“Olá, sou eu. Eu estava imaginando se após todos esses anos/ Você gostaria que nos encontrássemos/ Para superarmos tudo/ Dizem que o tempo supostamente lhe cura/ Mas eu ainda não fui completamente curada/ (…) (Tradução de um trecho da música Hello – Adele)
O clipe “Hello”, da cantora britânica Adele, ultrapassou a marca de 1 bilhão de visualizações no Youtube. Não é espantoso o sucesso da artista, afinal, sobra talento em suas composições e apresentações. Entretanto, o que inquieta foi a rapidez com que este número foi alcançado: 88 dias. De um lado da linha a cantora diz “olá” e na outra ponta, milhões respondem da mesma forma. Qual o motivo de termos dito “Hello”?
A resposta começa na própria vida da cantora, criada pela mãe e sem um relacionamento afetivo com o pai. As rupturas amorosas têm uma implicância evidente em suas composições, marcadamente em “Hello”. O sucesso desta música é a conjugação da projeção artística de uma talentosa cantora, com o luto e decepções dos ouvintes que romperam uma relação.

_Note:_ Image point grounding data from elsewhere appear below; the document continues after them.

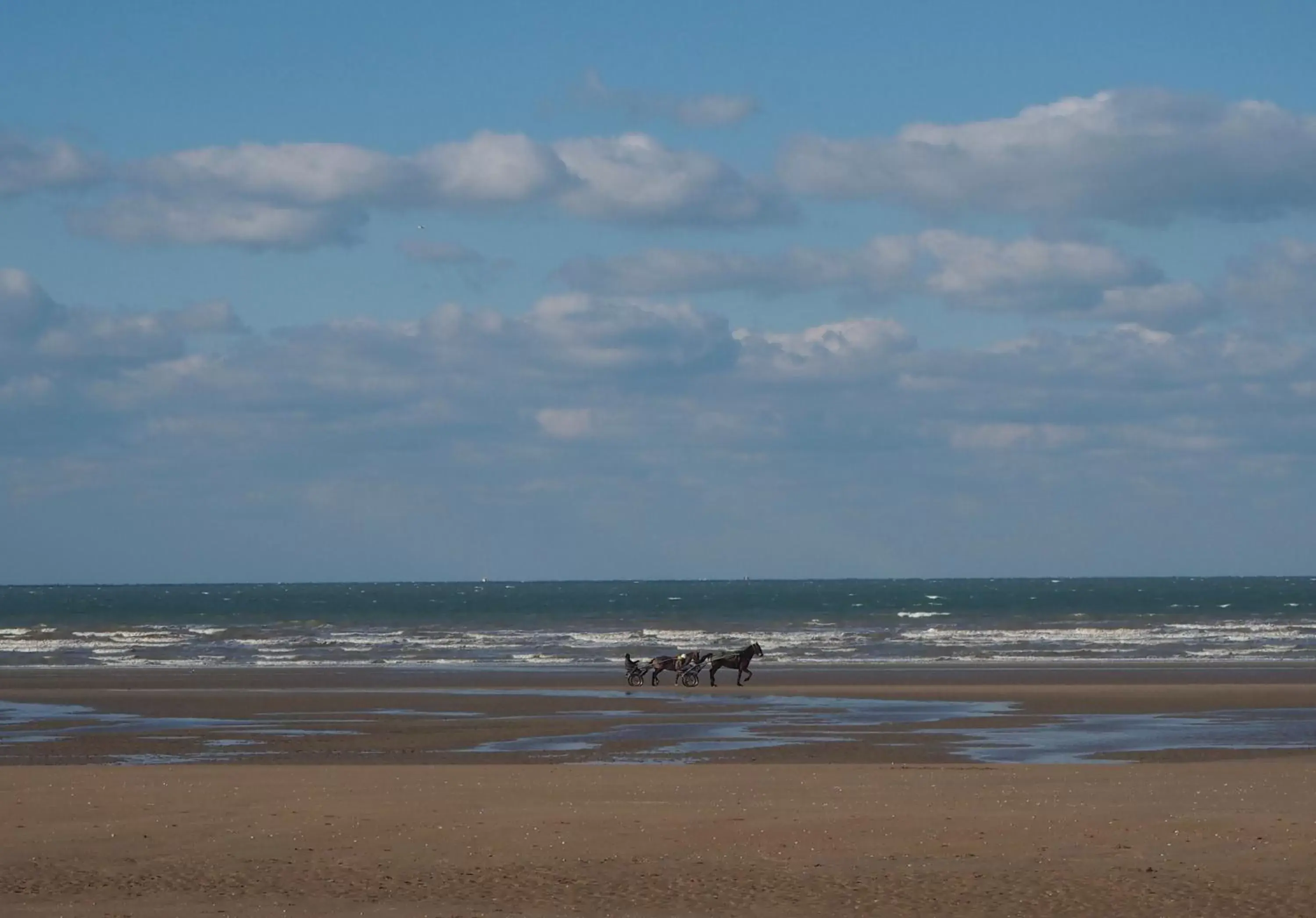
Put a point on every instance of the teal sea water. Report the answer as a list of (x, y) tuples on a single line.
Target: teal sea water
[(573, 624)]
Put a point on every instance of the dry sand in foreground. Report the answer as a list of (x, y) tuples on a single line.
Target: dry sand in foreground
[(1223, 838)]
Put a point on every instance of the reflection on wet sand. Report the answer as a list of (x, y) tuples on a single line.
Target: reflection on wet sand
[(674, 729)]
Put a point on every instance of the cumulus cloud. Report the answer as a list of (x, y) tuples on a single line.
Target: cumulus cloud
[(306, 195), (1061, 278), (633, 177), (1277, 286), (597, 411), (882, 265), (595, 333), (1135, 156), (1027, 274), (27, 165), (565, 423), (706, 111), (245, 224), (474, 268), (45, 343)]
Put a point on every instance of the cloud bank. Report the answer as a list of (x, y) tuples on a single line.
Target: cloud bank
[(1134, 156)]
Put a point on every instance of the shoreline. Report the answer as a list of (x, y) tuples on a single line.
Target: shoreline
[(590, 716), (314, 793), (1210, 839)]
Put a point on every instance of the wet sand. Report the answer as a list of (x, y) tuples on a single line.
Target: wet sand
[(385, 821)]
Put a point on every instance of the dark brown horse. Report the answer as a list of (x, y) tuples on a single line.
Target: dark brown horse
[(739, 659), (676, 664)]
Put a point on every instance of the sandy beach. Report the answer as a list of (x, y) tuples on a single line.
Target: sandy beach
[(382, 808)]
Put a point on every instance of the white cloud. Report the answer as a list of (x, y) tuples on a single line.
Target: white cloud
[(28, 166), (1061, 278), (303, 174), (1277, 286), (1026, 274), (565, 423), (477, 414), (633, 177), (25, 308), (597, 333), (307, 195), (1137, 156), (208, 222), (704, 111), (881, 266), (489, 169), (474, 268)]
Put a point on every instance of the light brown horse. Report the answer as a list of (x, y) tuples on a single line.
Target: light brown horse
[(739, 659), (676, 664)]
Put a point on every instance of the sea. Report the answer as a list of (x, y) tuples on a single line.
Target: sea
[(820, 624)]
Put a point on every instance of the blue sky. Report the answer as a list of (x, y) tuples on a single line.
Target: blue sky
[(324, 291)]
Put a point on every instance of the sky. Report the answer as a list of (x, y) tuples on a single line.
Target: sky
[(325, 291)]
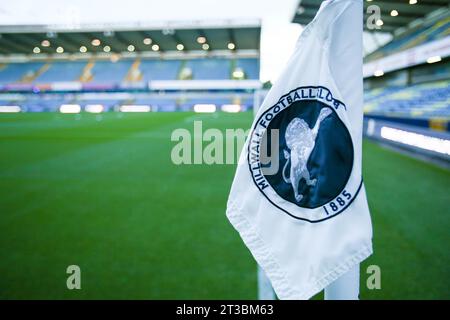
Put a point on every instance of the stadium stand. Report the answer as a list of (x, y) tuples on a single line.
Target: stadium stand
[(437, 27), (61, 71), (422, 100), (16, 72), (101, 71)]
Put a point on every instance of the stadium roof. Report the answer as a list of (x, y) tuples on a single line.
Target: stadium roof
[(407, 11), (93, 39)]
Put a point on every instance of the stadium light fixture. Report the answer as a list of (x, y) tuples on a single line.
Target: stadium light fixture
[(232, 108), (434, 59), (94, 108), (417, 140), (205, 108), (201, 39), (10, 109), (70, 108), (114, 58), (135, 108), (378, 73)]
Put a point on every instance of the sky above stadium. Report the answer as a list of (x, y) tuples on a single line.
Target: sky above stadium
[(278, 35)]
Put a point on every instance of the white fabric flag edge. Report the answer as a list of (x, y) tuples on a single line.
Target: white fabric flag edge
[(263, 255)]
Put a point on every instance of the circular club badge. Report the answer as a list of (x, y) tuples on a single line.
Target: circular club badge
[(301, 155)]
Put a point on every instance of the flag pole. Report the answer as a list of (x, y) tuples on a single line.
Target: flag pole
[(346, 287)]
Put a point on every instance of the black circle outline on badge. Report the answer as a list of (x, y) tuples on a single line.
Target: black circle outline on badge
[(253, 178)]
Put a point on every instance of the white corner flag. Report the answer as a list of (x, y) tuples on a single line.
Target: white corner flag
[(298, 198)]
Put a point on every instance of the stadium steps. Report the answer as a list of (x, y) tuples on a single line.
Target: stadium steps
[(30, 77), (134, 74), (86, 75)]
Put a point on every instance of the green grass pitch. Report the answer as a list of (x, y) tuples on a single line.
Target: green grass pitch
[(103, 194)]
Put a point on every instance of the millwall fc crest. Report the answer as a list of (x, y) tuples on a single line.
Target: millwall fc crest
[(301, 155)]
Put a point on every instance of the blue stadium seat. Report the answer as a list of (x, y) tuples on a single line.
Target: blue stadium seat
[(14, 72), (110, 72), (62, 71), (210, 69), (159, 69), (250, 67)]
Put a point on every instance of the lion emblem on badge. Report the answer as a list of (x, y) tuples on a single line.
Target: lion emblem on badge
[(301, 139)]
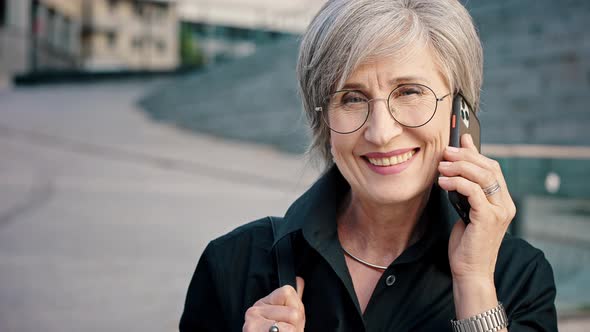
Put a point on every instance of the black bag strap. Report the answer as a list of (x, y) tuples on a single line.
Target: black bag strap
[(283, 256)]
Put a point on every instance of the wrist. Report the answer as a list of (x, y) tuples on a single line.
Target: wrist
[(473, 296)]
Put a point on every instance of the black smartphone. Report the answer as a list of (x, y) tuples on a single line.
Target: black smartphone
[(463, 121)]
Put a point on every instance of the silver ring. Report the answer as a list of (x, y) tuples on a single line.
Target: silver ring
[(489, 191)]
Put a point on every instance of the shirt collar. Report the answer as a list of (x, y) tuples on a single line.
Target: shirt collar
[(314, 213)]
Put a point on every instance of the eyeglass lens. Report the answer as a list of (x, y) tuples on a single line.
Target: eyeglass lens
[(411, 105)]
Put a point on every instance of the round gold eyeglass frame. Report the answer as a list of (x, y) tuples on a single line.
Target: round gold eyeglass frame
[(322, 109)]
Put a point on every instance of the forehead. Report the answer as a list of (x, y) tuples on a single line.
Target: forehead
[(415, 64)]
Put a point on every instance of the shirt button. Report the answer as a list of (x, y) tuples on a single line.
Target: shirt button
[(390, 280)]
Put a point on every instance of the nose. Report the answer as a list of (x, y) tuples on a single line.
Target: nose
[(381, 127)]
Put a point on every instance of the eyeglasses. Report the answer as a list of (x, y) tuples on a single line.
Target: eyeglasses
[(411, 105)]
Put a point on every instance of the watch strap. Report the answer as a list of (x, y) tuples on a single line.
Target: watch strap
[(492, 320)]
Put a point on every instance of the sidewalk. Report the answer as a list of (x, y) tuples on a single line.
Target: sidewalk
[(103, 213)]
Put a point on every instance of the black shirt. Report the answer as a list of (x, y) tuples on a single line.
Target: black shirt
[(414, 293)]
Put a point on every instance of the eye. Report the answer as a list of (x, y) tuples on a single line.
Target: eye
[(352, 98), (408, 91)]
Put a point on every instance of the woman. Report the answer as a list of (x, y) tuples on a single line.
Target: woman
[(371, 240)]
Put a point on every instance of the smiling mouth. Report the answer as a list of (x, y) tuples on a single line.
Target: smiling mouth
[(393, 160)]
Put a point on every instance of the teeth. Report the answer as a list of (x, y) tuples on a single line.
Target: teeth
[(393, 160)]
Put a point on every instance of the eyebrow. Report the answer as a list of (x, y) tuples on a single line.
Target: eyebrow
[(391, 82)]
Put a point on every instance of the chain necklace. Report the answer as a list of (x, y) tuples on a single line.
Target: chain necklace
[(375, 266)]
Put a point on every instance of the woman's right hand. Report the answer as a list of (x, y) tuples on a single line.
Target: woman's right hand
[(283, 306)]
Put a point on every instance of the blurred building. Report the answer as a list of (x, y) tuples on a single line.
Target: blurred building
[(87, 34), (129, 34), (225, 29)]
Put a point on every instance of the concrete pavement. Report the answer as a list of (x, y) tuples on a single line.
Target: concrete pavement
[(103, 213)]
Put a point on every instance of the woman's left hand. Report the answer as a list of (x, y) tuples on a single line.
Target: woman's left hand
[(473, 248)]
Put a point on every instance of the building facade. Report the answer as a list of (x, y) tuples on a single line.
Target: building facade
[(225, 29), (126, 34), (98, 35)]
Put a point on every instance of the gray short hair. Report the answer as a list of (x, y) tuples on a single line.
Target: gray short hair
[(345, 33)]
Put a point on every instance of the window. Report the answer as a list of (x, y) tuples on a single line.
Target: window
[(112, 5), (139, 9), (112, 39), (137, 42), (161, 45), (2, 13)]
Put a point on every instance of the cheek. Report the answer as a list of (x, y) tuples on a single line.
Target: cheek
[(437, 134), (342, 144)]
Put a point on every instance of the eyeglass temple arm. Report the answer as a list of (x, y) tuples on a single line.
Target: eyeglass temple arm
[(443, 97)]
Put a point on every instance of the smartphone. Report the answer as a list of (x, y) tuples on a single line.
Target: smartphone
[(463, 121)]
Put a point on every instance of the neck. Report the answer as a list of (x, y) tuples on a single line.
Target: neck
[(380, 233)]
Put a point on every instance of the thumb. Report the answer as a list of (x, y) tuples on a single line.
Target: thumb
[(300, 286)]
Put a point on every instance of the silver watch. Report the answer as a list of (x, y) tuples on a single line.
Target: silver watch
[(490, 321)]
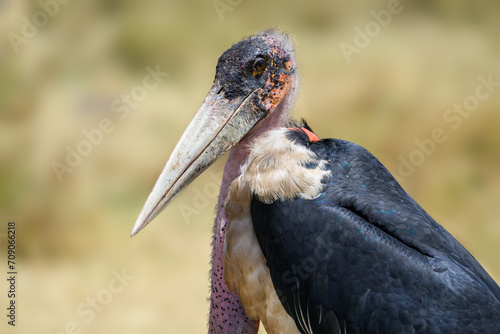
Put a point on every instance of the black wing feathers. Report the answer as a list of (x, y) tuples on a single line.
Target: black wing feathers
[(364, 257)]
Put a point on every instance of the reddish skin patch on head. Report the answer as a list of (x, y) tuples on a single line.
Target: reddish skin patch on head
[(311, 135)]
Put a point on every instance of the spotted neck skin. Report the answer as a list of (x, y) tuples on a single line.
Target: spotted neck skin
[(227, 314)]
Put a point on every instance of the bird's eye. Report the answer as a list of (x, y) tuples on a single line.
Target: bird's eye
[(259, 65)]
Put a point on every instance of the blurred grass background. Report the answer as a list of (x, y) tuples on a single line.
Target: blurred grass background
[(72, 234)]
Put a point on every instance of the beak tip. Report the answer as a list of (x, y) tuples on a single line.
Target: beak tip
[(139, 224)]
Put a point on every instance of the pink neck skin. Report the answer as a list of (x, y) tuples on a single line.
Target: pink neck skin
[(227, 315)]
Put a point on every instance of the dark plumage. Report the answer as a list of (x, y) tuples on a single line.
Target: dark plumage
[(365, 257)]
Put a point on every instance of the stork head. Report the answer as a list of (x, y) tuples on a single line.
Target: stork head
[(254, 84)]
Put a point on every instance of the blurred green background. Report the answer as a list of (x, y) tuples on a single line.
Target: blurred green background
[(64, 78)]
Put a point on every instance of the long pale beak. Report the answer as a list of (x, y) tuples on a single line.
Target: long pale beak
[(219, 124)]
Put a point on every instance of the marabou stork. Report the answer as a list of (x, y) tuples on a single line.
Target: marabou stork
[(313, 235)]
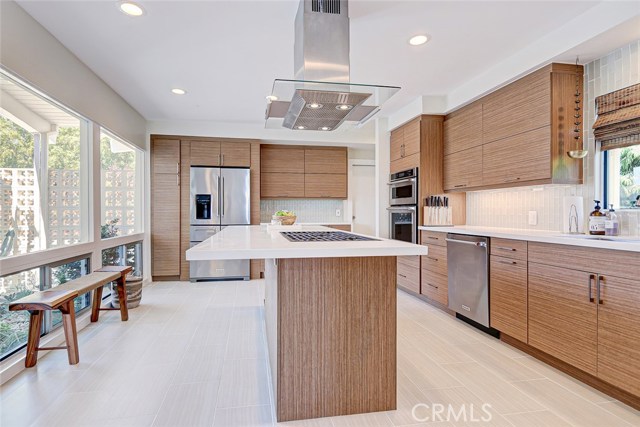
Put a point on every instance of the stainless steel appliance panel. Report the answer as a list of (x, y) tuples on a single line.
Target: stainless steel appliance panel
[(468, 271), (235, 202), (205, 196)]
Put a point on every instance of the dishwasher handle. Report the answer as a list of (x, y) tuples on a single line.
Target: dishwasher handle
[(478, 244)]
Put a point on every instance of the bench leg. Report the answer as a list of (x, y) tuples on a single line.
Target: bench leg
[(70, 334), (97, 301), (35, 326), (121, 287)]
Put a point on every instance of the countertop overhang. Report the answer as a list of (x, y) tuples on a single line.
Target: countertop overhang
[(620, 243), (256, 242)]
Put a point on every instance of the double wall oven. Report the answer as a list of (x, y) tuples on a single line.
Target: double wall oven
[(403, 206)]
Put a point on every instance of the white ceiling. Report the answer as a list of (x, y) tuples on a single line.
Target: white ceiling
[(226, 54)]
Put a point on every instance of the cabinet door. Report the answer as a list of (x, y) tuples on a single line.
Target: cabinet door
[(328, 186), (237, 154), (463, 129), (508, 296), (278, 159), (165, 225), (165, 156), (411, 138), (205, 153), (463, 169), (521, 158), (562, 319), (397, 141), (281, 185), (519, 107), (325, 160), (619, 333)]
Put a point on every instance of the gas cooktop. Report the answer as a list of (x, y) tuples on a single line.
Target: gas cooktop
[(323, 236)]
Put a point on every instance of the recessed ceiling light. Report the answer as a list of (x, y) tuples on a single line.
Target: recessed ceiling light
[(131, 9), (344, 107), (418, 40)]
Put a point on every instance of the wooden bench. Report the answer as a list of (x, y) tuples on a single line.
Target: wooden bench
[(61, 298)]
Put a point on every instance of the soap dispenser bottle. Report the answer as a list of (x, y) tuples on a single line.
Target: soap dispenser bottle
[(596, 221), (612, 225)]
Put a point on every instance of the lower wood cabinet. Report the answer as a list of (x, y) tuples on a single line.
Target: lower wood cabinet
[(508, 296), (563, 315)]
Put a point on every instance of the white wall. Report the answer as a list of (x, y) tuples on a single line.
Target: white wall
[(29, 51)]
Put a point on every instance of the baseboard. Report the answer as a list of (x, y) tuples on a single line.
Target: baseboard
[(595, 382)]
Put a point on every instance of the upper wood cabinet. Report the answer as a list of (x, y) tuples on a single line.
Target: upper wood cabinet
[(463, 129), (525, 130)]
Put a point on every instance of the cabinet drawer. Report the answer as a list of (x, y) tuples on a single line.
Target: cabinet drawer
[(434, 286), (409, 277), (515, 249), (436, 261), (508, 296), (429, 238)]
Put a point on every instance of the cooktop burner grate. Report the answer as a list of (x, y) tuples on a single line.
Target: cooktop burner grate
[(323, 236)]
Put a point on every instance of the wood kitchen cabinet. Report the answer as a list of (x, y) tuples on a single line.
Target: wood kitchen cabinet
[(165, 207), (518, 135)]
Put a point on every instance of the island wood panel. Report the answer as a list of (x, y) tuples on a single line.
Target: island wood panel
[(205, 153), (165, 225), (235, 154), (325, 160), (326, 186), (463, 169), (619, 333), (404, 163), (607, 262), (281, 185), (280, 159), (463, 129), (519, 107), (562, 320), (165, 156), (336, 337), (520, 158), (508, 296)]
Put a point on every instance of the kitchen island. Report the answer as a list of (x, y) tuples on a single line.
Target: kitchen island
[(330, 317)]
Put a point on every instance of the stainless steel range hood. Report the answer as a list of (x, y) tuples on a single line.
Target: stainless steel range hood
[(321, 96)]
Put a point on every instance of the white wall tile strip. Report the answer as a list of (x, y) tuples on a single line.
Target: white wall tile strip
[(195, 354)]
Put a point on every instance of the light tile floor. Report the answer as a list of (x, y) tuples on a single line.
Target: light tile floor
[(194, 354)]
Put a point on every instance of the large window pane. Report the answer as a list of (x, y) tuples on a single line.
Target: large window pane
[(623, 181), (121, 197), (14, 325)]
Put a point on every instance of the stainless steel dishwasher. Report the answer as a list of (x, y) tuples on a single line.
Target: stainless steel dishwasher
[(468, 268)]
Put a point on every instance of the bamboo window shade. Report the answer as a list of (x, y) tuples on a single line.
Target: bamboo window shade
[(618, 121)]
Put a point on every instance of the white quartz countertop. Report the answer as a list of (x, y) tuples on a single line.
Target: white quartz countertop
[(255, 242), (622, 243)]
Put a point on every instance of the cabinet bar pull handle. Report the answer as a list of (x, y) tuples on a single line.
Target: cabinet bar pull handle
[(600, 279)]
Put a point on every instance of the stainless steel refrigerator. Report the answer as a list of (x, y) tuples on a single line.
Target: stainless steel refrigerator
[(219, 199)]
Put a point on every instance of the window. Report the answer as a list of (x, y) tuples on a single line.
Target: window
[(42, 161), (121, 169), (623, 177)]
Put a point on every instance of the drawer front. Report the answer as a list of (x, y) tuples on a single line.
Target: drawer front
[(409, 277), (429, 238), (434, 286), (436, 261), (515, 249)]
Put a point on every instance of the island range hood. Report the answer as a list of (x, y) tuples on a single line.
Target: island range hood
[(321, 96)]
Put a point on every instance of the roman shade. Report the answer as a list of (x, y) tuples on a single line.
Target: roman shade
[(618, 121)]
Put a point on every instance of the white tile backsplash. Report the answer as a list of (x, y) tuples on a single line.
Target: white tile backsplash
[(509, 208), (307, 210)]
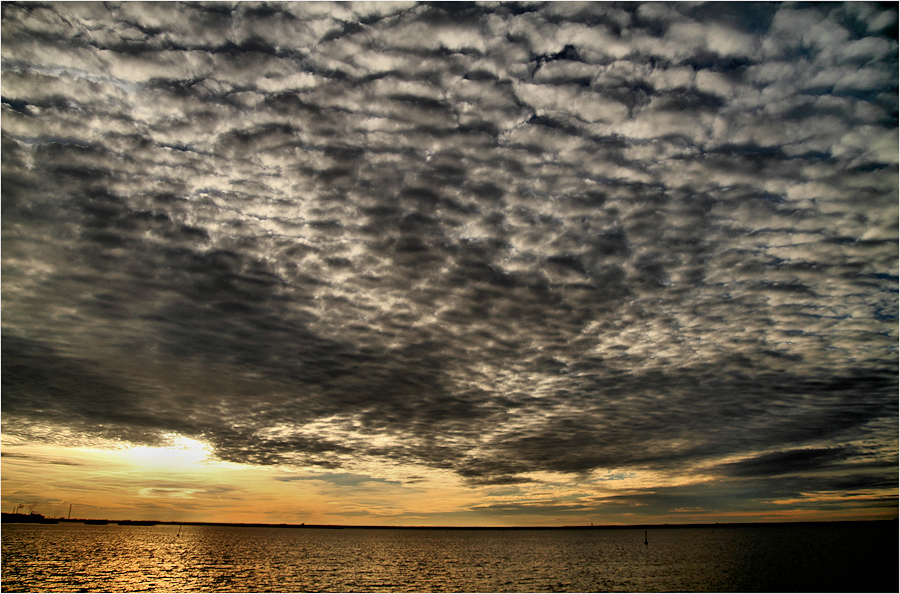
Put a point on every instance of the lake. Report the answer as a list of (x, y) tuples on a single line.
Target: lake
[(72, 557)]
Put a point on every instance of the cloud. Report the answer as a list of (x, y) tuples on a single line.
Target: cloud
[(516, 239)]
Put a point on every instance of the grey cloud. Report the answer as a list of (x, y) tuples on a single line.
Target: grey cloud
[(465, 226)]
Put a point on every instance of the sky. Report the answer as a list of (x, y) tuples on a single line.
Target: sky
[(539, 263)]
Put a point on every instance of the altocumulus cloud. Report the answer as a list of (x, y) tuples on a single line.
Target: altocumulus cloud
[(494, 239)]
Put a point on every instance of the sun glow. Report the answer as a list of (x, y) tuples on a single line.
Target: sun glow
[(178, 453)]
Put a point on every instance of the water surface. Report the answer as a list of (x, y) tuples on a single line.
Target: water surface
[(760, 558)]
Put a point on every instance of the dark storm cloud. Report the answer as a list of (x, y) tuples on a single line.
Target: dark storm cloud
[(515, 238)]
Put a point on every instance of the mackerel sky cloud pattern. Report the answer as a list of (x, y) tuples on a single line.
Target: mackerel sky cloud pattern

A canção se funda na separação de um casal, e o luto que surge com esta perda do objeto amado é entoado de forma melancólica. Em “Luto e Melancolia”, Sigmund Freud irá se debruçar sobre as perdas que vivemos, o tempo do luto e suas conseqüências. O vazio temporário que surge é um terreno de poetas, compositores e ciladas.
Esta última nos coloca de frente com algo que se refere á idealização de um sonho; aquilo que esperávamos, fruto de nossa profunda imaginação e não aconteceu. (“Hello/ Você pode me ouvir?/ Estou na Califórnia sonhando com quem costumávamos ser/Quando éramos mais jovens/ E livres/ Eu esqueci como era antes do mundo cair aos nossos pés.)
Precisamos assumir a responsabilidade do que imaginamos e criamos e perceber que muito mais do que o outro, somos co-autores de muitas de nossas decepções. Entretanto, mais do que as elaborações de quase um sonho a ser vivido e não realizado, a música em questão aponta uma revisitação da cantora aos locais deixados. Uma suave tentativa de reencontro e superação, que pode ser identificada logo no início. Sente-se culpada, pede desculpas por partir o coração do amado.
Uma das ciladas do espaço vazio do luto da ruptura é a criação da culpa “superegóica’, uma autopunição, e é exatamente aí que milhões de pessoas estão dizendo “Hello” junto com Adele. A cantora coloca de forma especular a culpa elaborada, inconsistente de quem ouve a melodia.
Habitualmente temos a tendência de nos responsabilizarmos pelo fracasso de um relacionamento, pegamos um chicote, nos martirizamos de forma impiedosa. Lutamos por uma chance, surge o desejo de pegar o telefone e dizer “Hello”, me desculpe, será que podemos nos encontrar? A tentativa de retorno estruturada no medo do vazio da ruptura, não é eficaz, apenas iguala-se aos mecanismos da fuga.
A música não ignora o momento de luto, e a produção em preto e branco do clipe reforça esta condição: “Dizem que o tempo supostamente lhe cura/ Mas eu ainda não fui completamente curada”. Eventualmente este tempo surge e percebemos que o nível de culpabilidade do fim da relação diminui, admitimos apenas o que é real, nos reposicionamos e retomamos o espaço vazio, ainda com a marca da aliança.
O luto da separação tem sua importância quando nos permite uma revisão sincera que possa nos levar a uma compreensão mais profunda do que somos. É o momento em que a lágrima pode escorrer sem vergonha, mas ela cessa abrindo as portas para um sorriso sereno que brota da compreensão dos fatos; sem culpas ou responsáveis. Com este mesmo sorriso não precisaremos mais dizer “Hello” para o objeto que um dia foi amado, e assim, o sol surge pondo fim às cores enlutadas de uma relação que se foi.